Improving the hybrid IHACRES–XGBoost model for simulating daily runoff in the Gharesu Basin

Document Type : Original Article

Authors

1 geomorphology /planing and environment science

2 rs and gis

Abstract

In this study, with the aim of improving the accuracy of daily runoff simulation in the Ghareso basin located in Kermanshah province, a hybrid modeling framework was developed based on the integration of the IHACRES conceptual model and advanced machine learning algorithms. The data used included precipitation, minimum, maximum, and average temperatures, and river discharge from the Pol-e-Kohne and Qorbaghestan hydrometric stations during the period 1995 to 2023. In the first stage, the IHACRES semi-distributed model was implemented to simulate the precipitation-runoff process and its parameters were optimized using a genetic algorithm. In order to remove short-term fluctuations, a three-day moving average filter was applied to the model output. Then, using the IHACRES output and a set of derived variables including lag features, precipitation and temperature statistics, time and drought indices, an XGBoost type machine learning model was designed.
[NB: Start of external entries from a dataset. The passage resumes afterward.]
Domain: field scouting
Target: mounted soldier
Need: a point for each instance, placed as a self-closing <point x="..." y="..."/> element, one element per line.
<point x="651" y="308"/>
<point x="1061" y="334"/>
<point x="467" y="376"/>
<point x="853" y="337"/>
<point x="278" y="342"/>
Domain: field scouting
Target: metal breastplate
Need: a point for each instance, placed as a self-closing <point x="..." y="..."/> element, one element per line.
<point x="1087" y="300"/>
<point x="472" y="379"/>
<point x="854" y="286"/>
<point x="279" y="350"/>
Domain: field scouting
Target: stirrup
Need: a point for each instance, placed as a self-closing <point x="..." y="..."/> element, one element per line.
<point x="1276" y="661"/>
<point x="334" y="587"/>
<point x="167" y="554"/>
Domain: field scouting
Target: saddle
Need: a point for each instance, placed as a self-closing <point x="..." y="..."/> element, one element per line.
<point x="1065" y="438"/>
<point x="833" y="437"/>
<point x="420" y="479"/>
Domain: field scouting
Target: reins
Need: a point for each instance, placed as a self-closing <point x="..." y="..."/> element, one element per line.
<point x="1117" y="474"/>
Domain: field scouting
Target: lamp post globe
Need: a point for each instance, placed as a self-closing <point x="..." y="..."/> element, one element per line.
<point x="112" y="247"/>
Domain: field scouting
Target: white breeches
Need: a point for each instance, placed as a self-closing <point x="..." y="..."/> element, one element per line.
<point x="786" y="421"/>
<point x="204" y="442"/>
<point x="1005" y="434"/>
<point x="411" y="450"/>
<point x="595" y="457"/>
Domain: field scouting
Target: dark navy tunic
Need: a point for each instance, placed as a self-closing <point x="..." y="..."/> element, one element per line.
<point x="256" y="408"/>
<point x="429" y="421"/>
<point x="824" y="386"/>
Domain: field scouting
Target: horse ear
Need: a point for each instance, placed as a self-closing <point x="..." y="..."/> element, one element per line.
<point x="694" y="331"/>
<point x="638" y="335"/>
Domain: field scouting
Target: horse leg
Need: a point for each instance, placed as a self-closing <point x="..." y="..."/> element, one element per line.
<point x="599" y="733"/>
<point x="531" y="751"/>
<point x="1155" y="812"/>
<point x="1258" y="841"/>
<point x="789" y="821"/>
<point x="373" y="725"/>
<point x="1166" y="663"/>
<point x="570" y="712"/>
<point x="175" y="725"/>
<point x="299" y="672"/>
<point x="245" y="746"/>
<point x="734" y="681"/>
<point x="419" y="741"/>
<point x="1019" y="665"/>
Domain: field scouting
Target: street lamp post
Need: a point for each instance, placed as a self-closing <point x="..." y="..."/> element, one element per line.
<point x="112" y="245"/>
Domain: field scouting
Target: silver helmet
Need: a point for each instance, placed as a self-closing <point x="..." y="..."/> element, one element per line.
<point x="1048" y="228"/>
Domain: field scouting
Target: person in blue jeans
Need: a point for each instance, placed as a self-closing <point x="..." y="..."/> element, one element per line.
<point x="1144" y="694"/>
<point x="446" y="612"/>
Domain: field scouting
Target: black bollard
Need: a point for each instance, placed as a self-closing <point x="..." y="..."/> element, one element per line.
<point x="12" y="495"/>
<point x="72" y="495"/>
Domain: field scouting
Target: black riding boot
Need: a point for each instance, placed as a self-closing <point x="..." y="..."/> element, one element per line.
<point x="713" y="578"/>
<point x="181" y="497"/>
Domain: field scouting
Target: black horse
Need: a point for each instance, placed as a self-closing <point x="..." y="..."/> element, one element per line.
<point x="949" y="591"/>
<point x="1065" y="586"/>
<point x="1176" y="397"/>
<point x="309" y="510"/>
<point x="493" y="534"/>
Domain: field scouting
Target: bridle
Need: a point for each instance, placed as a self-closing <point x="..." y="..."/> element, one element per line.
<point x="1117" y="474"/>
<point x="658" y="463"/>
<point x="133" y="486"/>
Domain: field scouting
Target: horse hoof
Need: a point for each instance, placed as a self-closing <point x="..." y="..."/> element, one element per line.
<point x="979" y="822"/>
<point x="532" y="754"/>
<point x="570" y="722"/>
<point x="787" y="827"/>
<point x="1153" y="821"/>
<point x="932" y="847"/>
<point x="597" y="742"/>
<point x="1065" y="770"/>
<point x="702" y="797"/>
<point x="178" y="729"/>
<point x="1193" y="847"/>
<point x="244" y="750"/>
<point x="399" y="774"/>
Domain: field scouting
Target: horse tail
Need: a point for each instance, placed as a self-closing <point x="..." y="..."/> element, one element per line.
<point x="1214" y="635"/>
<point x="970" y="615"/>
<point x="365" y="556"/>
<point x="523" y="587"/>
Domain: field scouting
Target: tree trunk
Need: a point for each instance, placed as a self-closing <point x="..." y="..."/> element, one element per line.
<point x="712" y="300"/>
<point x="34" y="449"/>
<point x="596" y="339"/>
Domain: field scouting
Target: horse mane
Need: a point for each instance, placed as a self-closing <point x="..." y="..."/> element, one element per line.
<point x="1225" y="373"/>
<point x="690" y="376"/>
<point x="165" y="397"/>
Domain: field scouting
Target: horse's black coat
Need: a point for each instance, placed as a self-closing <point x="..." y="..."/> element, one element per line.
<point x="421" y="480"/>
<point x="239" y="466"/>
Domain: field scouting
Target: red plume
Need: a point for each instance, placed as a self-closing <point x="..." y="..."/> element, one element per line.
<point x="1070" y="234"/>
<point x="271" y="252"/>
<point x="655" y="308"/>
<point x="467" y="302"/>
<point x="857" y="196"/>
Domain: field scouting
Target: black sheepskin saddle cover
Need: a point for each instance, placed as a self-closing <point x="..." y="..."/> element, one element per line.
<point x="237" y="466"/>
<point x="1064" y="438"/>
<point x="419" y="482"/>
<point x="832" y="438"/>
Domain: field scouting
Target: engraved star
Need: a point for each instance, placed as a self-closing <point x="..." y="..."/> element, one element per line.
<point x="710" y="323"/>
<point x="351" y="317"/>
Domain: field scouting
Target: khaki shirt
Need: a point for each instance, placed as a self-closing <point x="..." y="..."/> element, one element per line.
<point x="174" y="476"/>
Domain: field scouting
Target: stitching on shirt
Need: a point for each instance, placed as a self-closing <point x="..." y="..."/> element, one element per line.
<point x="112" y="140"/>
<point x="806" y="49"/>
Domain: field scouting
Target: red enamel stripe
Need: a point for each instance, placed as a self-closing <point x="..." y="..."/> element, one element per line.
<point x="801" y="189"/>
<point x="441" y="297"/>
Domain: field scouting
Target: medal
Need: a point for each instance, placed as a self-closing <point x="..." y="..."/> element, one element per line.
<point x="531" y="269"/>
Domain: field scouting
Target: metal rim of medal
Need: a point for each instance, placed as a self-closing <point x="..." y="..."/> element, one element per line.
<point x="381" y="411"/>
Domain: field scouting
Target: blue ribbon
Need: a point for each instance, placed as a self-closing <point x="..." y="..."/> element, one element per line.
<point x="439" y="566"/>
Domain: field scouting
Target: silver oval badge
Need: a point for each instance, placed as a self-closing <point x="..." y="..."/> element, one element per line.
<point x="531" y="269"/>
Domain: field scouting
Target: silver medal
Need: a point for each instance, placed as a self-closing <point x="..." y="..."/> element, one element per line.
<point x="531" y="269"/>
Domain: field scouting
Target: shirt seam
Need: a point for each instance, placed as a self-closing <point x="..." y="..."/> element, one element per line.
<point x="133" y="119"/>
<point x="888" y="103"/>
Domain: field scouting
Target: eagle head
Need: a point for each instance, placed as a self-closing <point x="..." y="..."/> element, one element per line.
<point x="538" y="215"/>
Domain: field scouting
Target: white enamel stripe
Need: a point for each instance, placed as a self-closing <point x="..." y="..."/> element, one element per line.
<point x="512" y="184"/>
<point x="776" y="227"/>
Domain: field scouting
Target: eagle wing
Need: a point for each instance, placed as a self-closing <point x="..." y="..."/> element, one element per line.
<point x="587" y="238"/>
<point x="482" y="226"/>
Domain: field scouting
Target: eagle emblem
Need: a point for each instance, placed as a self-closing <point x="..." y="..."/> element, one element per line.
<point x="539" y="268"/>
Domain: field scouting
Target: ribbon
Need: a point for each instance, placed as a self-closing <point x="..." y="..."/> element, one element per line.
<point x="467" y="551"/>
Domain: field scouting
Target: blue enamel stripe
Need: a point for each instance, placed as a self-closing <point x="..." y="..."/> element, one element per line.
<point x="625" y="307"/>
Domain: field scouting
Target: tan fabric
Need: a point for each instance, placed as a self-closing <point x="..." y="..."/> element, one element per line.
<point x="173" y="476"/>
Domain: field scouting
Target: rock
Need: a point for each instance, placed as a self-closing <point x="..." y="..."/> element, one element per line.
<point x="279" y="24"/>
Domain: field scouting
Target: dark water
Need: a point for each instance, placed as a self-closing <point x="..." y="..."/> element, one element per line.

The performance of the models was evaluated with the statistical indices RMSE and NSE in two training and testing periods. The results showed that the basic IHACRES model had an acceptable performance (NSE≈0.44), but by applying the moving average filter and optimizing the parameters, its accuracy increased by an average of 30%. Finally, the combined IHACRES–XGBoost model provided the highest accuracy by achieving an NSE value of more than 0.97 and an RMSE of less than 10. These findings indicate the high efficiency and high potential of the combined models in improving daily runoff forecasting.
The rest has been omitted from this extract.